From
Silicon Alley Insider:
Forrester Research says the financial sector's troubled firms (Lehman, Merrill, Bear Stearns, AIG, Fannie, Freddie) all together equal about 2% of tech spending. Given Forrester sizes the US tech market at $572 billion, that's about $11.4 billion dollars at risk.
That 2% puts things into perspective, though the knock on effects would make it bigger than just the immediately effected business, as SAI goes on to note quote Forrester CEO George Colony:
The biggest risk to the tech market comes, not from the Wall Street collapse, but from a collateral U.S. recession. Forrester expects a mild recession in the U.S. and Europe lasting through Q3 and Q4 of 2008, and Q1 of 2009. While tech spending grew 8% in the U.S. in 2007, we are forecasting tech purchases to be up 5% in 2008, and up 6% in 2009.

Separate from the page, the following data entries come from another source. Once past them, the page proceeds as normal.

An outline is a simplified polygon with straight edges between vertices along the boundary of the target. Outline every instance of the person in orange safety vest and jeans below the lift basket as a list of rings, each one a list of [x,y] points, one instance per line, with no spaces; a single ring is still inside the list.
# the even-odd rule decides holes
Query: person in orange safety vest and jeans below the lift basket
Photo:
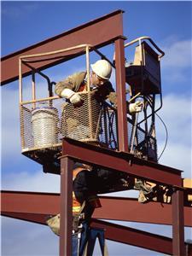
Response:
[[[73,256],[82,256],[94,229],[90,229],[90,218],[94,210],[102,207],[97,193],[106,189],[109,183],[126,186],[127,174],[94,168],[82,163],[73,166]],[[48,216],[46,223],[57,235],[60,235],[60,214]],[[104,243],[106,250],[106,244]]]

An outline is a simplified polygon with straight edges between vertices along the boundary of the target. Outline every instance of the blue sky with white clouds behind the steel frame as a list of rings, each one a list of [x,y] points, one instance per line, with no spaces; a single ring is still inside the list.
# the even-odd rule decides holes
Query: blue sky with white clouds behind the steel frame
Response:
[[[1,53],[2,56],[8,55],[116,9],[125,10],[123,27],[127,42],[149,36],[166,53],[161,61],[164,98],[160,116],[166,123],[169,137],[160,163],[183,170],[183,177],[191,177],[191,7],[191,2],[3,1]],[[111,50],[106,51],[110,57]],[[63,72],[53,69],[50,73],[55,80],[64,78],[76,67],[82,67],[81,63],[73,65],[65,66]],[[59,192],[58,177],[44,174],[41,166],[20,154],[18,81],[1,88],[1,100],[2,188]],[[164,147],[165,134],[163,126],[157,121],[159,152]],[[2,218],[2,227],[3,256],[57,255],[58,239],[47,227],[10,218]],[[168,226],[140,224],[139,228],[172,236]],[[189,236],[192,237],[191,230],[186,229],[186,237]],[[20,246],[24,239],[24,246]],[[127,255],[127,250],[130,255],[160,255],[112,242],[108,245],[109,255],[113,256]]]

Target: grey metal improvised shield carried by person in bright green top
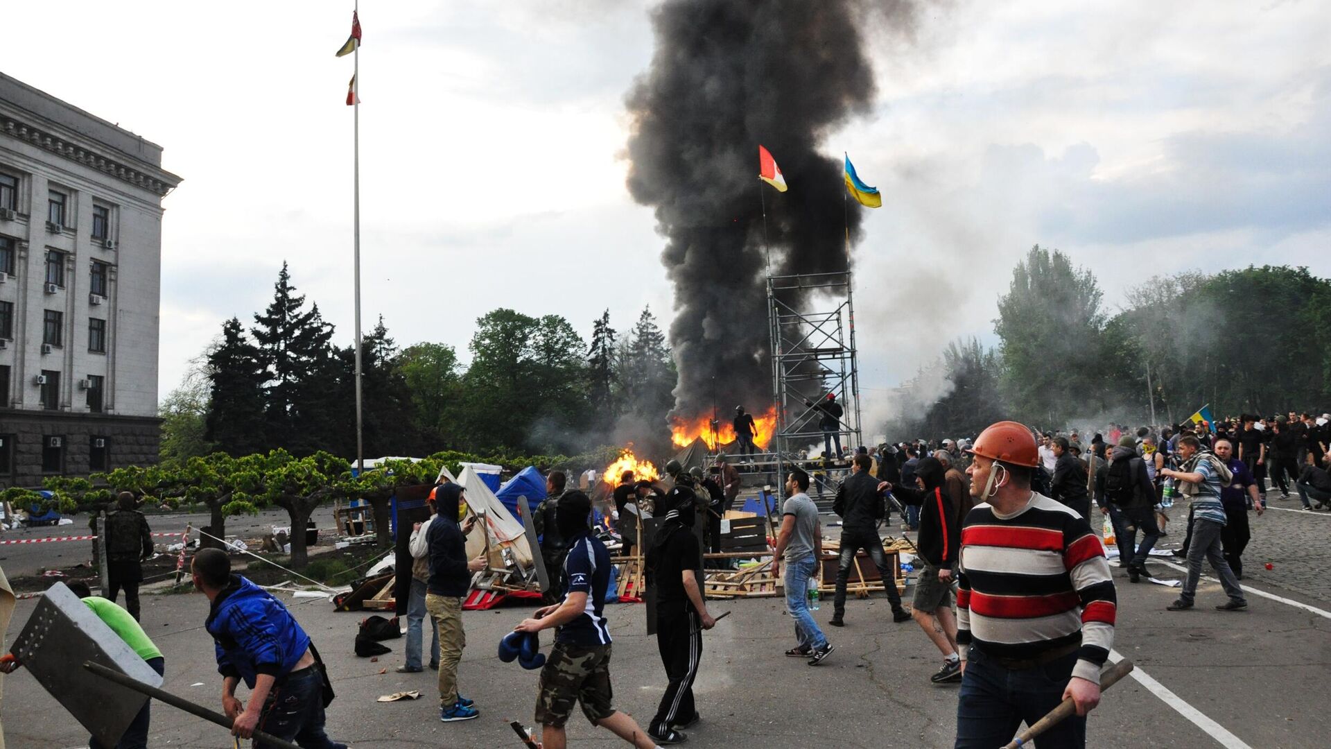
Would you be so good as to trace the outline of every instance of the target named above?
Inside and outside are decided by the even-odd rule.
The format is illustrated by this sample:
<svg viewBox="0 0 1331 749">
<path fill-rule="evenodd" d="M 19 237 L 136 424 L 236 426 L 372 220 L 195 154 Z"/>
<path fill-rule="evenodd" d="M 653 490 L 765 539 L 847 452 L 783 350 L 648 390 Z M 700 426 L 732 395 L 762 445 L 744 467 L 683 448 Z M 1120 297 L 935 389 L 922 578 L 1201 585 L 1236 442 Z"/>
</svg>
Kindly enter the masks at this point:
<svg viewBox="0 0 1331 749">
<path fill-rule="evenodd" d="M 13 641 L 13 654 L 97 741 L 114 746 L 148 697 L 97 678 L 84 661 L 161 686 L 154 672 L 64 582 L 52 585 Z"/>
</svg>

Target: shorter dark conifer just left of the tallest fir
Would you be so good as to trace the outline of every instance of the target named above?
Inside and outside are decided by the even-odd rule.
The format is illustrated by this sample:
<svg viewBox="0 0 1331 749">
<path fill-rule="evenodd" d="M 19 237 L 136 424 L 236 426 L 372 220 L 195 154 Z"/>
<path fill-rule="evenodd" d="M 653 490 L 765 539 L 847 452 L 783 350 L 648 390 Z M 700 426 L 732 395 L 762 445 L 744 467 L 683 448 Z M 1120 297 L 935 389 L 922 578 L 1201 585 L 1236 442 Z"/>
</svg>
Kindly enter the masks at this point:
<svg viewBox="0 0 1331 749">
<path fill-rule="evenodd" d="M 208 381 L 204 438 L 233 456 L 266 452 L 264 367 L 236 317 L 222 324 L 222 341 L 208 355 Z"/>
</svg>

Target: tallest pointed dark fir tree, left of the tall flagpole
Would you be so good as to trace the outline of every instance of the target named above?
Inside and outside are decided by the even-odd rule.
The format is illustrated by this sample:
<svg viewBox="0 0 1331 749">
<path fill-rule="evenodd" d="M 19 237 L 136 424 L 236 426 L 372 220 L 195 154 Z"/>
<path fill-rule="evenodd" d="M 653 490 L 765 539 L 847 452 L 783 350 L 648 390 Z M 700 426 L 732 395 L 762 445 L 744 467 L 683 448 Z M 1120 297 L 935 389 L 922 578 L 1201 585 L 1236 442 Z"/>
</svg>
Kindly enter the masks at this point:
<svg viewBox="0 0 1331 749">
<path fill-rule="evenodd" d="M 270 444 L 305 454 L 325 441 L 325 426 L 334 416 L 319 410 L 337 389 L 338 367 L 329 347 L 333 325 L 323 321 L 317 304 L 305 309 L 305 296 L 295 295 L 285 261 L 273 284 L 273 303 L 264 315 L 254 315 L 254 323 L 250 332 L 266 374 Z"/>
</svg>

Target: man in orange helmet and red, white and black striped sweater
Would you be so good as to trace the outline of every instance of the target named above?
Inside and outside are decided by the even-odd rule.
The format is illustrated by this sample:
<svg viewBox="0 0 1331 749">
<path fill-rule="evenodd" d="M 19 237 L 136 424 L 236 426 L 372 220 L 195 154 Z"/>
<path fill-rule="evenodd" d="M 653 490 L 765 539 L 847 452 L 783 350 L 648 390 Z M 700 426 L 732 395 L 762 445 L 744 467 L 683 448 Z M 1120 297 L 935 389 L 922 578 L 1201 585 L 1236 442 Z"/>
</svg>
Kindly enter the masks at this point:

SAI notes that the government bailouts are keeping some of those firms and their billions of dollars in tech spending alive. And even in death banks like Lehman and Merill spur Wall Street IT spending. Colony again:
the rigors of mergers and integration could also be drivers of new tech spending. Bank of America, Barclays, and JP Morgan have 36 months of intensive technology integration work ahead -- this will drive professional service, software, and to a lesser extent, hardware spending.
As SAI notes:
Translation: Bank of America took over Merrill, and Barclays bought Lehman's data centers. The work to get technology and enterprise systems like general ledger and human resources under the same umbrella can be a bonanza for tech consulting firms like Accenture (ACN) or HP's (HPQ) EDS.
True, and thats not really a spend that New Tech will see - unless the Enterprise 2.0 movement can persuade these players that there are significant benefits to adopting new technologies during rationalisation.
Sorry, no real conclusions yet, this is just an early datapoint. This is a big thing we are seeing happen, and it will take some time to play out.